The scientific reason is that, well, Robinson essentially makes the same argument over and over again: small biospheres don't survive, colonization efforts always start with small biospheres, therefore they will fail, therefore colonization efforts are pointless. Besides, any habitable planet we find will be populated by killer germs or so inhospitable that not even killer germs survive.

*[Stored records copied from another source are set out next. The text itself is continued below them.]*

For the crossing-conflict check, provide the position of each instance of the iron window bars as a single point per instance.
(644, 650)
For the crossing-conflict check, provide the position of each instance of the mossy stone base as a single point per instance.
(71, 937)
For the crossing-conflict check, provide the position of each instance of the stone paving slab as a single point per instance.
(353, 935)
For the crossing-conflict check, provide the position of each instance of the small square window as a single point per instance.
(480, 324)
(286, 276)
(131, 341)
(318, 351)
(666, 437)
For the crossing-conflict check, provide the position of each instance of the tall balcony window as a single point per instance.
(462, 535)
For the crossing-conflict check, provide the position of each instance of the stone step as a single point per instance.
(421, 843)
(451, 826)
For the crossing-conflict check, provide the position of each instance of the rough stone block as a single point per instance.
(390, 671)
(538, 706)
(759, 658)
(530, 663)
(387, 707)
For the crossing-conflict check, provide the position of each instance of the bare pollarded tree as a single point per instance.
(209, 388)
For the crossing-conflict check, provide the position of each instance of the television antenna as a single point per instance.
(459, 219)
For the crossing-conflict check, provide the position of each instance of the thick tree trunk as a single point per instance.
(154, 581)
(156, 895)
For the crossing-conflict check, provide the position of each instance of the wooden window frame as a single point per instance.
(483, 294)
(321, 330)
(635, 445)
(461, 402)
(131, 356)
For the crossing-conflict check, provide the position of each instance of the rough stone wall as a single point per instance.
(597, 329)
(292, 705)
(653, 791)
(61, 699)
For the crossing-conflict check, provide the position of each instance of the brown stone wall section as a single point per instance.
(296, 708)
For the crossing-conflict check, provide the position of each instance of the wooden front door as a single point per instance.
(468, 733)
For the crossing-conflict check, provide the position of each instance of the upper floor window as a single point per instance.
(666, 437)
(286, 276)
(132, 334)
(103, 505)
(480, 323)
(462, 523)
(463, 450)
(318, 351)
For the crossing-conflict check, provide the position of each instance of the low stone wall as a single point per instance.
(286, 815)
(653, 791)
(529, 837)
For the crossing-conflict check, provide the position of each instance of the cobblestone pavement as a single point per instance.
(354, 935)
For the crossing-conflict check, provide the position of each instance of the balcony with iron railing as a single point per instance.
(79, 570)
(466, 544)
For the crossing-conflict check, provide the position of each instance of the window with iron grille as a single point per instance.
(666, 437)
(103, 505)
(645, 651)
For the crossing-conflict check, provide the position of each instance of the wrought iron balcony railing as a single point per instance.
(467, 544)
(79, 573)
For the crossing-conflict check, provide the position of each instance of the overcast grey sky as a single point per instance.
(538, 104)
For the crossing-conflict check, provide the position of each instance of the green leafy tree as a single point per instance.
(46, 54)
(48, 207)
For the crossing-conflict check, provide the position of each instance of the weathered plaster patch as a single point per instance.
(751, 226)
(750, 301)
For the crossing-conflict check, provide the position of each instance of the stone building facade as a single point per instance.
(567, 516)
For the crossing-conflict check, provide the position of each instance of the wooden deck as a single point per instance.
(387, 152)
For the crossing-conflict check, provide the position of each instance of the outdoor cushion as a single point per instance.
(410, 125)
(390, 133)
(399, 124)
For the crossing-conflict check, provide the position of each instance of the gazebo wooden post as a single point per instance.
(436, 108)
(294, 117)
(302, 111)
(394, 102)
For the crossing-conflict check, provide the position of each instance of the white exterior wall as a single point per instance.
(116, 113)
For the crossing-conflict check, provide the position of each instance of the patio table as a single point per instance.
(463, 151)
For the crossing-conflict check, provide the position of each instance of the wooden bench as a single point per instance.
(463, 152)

The argument is not a bad one - witness the difficulties encountered by Biosphere 2[a] - and the corollary that we should focus on taking care of Earth, the only planet we know we can live on, is reasonable. But Robinson has practically elevated his argument to a law and an assumption that we can call "the iron law of island biogeography": island ecologies de-evolve, and any generation ship will end up crewed by a wretched handful of surviving idiot midgets - never mind the colony they are supposed to create. The whole story is then built with the iron law as foundation, and so we (and the crew) end up exactly where you'd think. Some exceptions are made to keep the starship from turning into a rotting charnel house before the book begins, and to keep at least some colonists alive until the end of the book, but it's quite clear that Robinson thought his law was a nice hammer to use when shaping the story and now every plot difficulty looks like a nail for it.

Robinson also brings up a second problem with small ecologies: that we humans often end up fighting each other to death. Stable governments with populations in millions that live in freedom are practically unheard of in the history of the human race. Here, however, he ends up where other left-leaning authors like Iain M. Banks end up: the belief that humans must be ruled by a benevolent God-machine. Now I love the Culture and its Minds, and they sure let us solve interpersonal conflicts and get on with the story, but let's call it the "vanguard of the revolution" or "politburo" for short and it's a lot less convincing as being the optimal way. (Peter Watts, despite his constant misanthropy, had a much clearer view of the consequence of letting a benevolent AI rule in The Freeze-Frame Revolution.)

Both of these arguments ignore the facts that Biosphere 2 actually did manage to reach self-sufficiency, and that while the crew did factionalize, they also did cooperate and pull through. That said - Mars has been shown to be covered in toxic perchlorates carried on fine-grained dust that promises to wreak havoc with both machines and human lungs - so the results from Biosphere 2 don't generalize as much as we would perhaps want them to.

The truth then, seems to be that interplanetary colonization is a lot harder than most SF would tell you, but that there is no iron law forbidding it. The superorganism of Life on Earth could, in theory at least, spread to other planets. Maybe island biogeography is a problem - but Robinson seemingly throws up his hands and declares it impossible to solve, which doesn't follow.

Toward the end the starship - our symbol of humanity among the stars - is destroyed when it, like Icarus in his hubris, flies too close to the sun. We see what the author did there.

The book ends with a proponent for interstellar colonization getting the snot beaten out of them, and it's difficult to not see this as ultima ratio scriptor. If you've read this far and still don't accept the stated thesis, then this is what the author really would want to do instead of presenting one more argument for his case.

Still, Aurora is a good read. I picked it up for $3, and I certainly think I got my money's worth. Read not as a story but as an exploration of the author's ideas it provides a well needed counterpoint to the utopianism so common in SF; even if it certainly isn't the final word.